Après plusieurs mois de cette écœu­rante exis­tence, il prof­ite d’une occa­sion pour se faire envoy­er aux colonies. Là, au moins, on vivra plus large­ment, on ver­ra du pays, et, du reste, les réc­its des anciens sont là, van­tant les agré­ments du ser­vice colo­nial et la lib­erté rel­a­tive dont on jouit en ces pays presque de cocagne.

Le voici donc au Séné­gal, à 18 kilo­mètres de Saint-Louis. Pour com­man­der le détache­ment est envoyé le lieu­tenant Mauger qui, dès son arrivée, réu­nit ses hommes et leur adresse un dis­cours où s’é­panche la plus grande aménité ; il ter­mine en dis­ant : « On m’a prévenu que le détache­ment était exclu­sive­ment com­posé d’indis­ci­plinés ; eh bien, je ne vous com­man­derai plus que le revolver au poing et, à la moin­dre récrim­i­na­tion de votre part… Rompez ! »

La men­ace fut tenue. À dater de ce jour, les por­tions de viande furent pesées et minu­tieuse­ment rognées au strict régle­men­taire. Mais comme chaque jour on tuait un bœuf pour les qua­tre-vingt-dix hommes com­posant le détache­ment, l’or­dre fut don­né de ne pas dis­tribuer le sur­plus de la viande, mais de le jeter à la mer. 
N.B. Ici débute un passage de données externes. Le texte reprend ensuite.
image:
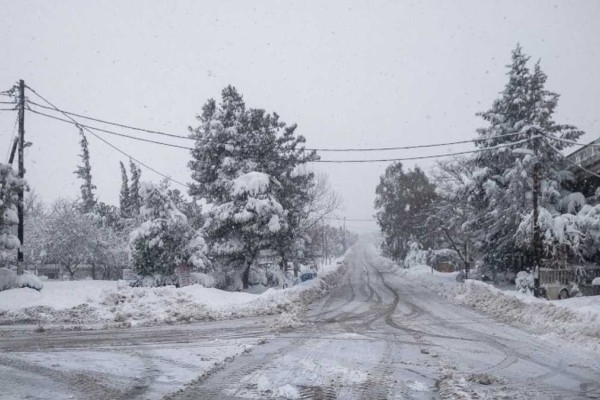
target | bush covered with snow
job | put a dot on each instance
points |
(165, 240)
(524, 282)
(416, 255)
(10, 280)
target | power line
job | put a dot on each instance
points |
(110, 144)
(88, 127)
(114, 123)
(109, 132)
(426, 157)
(352, 219)
(357, 149)
(568, 159)
(570, 141)
(420, 146)
(12, 138)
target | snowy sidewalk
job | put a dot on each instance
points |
(111, 303)
(576, 319)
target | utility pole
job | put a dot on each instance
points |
(21, 173)
(344, 235)
(325, 247)
(537, 236)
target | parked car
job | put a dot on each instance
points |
(569, 282)
(307, 276)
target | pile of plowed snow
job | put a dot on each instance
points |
(89, 302)
(576, 319)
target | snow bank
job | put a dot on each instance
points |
(576, 319)
(82, 302)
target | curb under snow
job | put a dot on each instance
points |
(515, 308)
(126, 306)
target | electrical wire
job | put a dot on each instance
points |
(427, 157)
(114, 123)
(12, 139)
(108, 143)
(109, 132)
(568, 159)
(570, 141)
(88, 127)
(357, 149)
(420, 146)
(351, 219)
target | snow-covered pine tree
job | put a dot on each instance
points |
(284, 158)
(124, 197)
(134, 195)
(84, 172)
(501, 186)
(232, 144)
(401, 199)
(10, 184)
(164, 240)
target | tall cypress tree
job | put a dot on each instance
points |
(84, 172)
(501, 187)
(124, 197)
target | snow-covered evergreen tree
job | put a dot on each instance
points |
(72, 239)
(401, 200)
(135, 201)
(249, 222)
(10, 184)
(164, 240)
(84, 172)
(501, 185)
(234, 143)
(124, 197)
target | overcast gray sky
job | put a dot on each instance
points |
(349, 73)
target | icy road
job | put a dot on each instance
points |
(373, 337)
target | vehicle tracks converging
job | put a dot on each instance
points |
(372, 336)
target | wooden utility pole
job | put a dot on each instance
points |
(537, 234)
(344, 235)
(21, 173)
(325, 247)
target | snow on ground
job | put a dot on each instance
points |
(119, 372)
(577, 319)
(109, 302)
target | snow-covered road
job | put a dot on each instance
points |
(376, 336)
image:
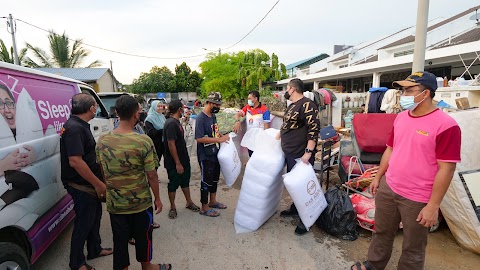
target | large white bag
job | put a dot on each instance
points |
(230, 163)
(307, 194)
(262, 184)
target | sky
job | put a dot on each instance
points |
(293, 30)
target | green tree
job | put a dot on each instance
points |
(257, 67)
(156, 80)
(63, 54)
(7, 55)
(220, 74)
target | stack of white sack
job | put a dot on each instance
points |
(307, 194)
(262, 184)
(230, 163)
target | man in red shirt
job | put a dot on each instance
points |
(256, 115)
(419, 163)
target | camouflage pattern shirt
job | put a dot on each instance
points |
(124, 159)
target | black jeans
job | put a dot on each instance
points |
(86, 227)
(290, 160)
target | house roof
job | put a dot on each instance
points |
(307, 61)
(402, 41)
(435, 26)
(371, 58)
(81, 74)
(451, 19)
(343, 57)
(469, 36)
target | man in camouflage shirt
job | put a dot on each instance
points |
(128, 163)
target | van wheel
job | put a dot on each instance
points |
(13, 256)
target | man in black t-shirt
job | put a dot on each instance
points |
(80, 174)
(299, 134)
(208, 139)
(177, 161)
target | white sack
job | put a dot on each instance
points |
(230, 163)
(262, 184)
(456, 206)
(307, 194)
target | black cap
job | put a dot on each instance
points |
(424, 78)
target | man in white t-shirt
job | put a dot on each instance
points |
(419, 163)
(257, 115)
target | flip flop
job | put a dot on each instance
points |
(172, 214)
(359, 265)
(210, 213)
(218, 205)
(164, 266)
(101, 255)
(193, 207)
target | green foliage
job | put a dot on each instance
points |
(157, 80)
(63, 54)
(7, 55)
(164, 80)
(220, 74)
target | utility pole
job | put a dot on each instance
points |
(12, 31)
(420, 36)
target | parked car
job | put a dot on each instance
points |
(34, 205)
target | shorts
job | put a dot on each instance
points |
(137, 226)
(179, 180)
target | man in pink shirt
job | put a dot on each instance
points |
(419, 163)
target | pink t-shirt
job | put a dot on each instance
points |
(418, 144)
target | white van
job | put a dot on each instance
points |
(34, 206)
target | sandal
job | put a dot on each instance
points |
(109, 251)
(164, 266)
(218, 205)
(210, 213)
(172, 214)
(193, 207)
(365, 264)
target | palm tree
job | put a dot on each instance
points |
(7, 55)
(62, 55)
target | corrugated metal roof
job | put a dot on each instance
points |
(311, 60)
(81, 74)
(343, 57)
(402, 41)
(470, 36)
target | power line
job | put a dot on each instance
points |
(254, 26)
(156, 57)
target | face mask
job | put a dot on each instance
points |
(408, 102)
(215, 110)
En out­re, sous le prédécesseur du lieu­tenant Mauger, la corvée con­sis­tant à char­ri­er du sable dans des civières durait trois heures, avec la fac­ulté de se repos­er de temps en temps. Le nou­veau com­man­dant. de poste porte la durée de la corvée à six heures par jour, avec inter­dic­tion de se délass­er un seul instant. « Notre san­té, ajoute le ci-devant fana­tique du mil­i­tarisme, ne tar­da pas à souf­frir de ces exac­tions ; plusieurs, pour ne pas dire tous, passèrent plusieurs jours en prison où, con­traire­ment au règle­ment du ser­vice intérieur, de nou­velles pri­va­tions leur furent infligées, sup­pres­sion de viande, de ragoût, de vin et de café, ces deux choses qui sont le seul sou­tien de l’Eu­ropéen dans une colonie ; sup­pres­sion de la mous­ti­quaire, etc.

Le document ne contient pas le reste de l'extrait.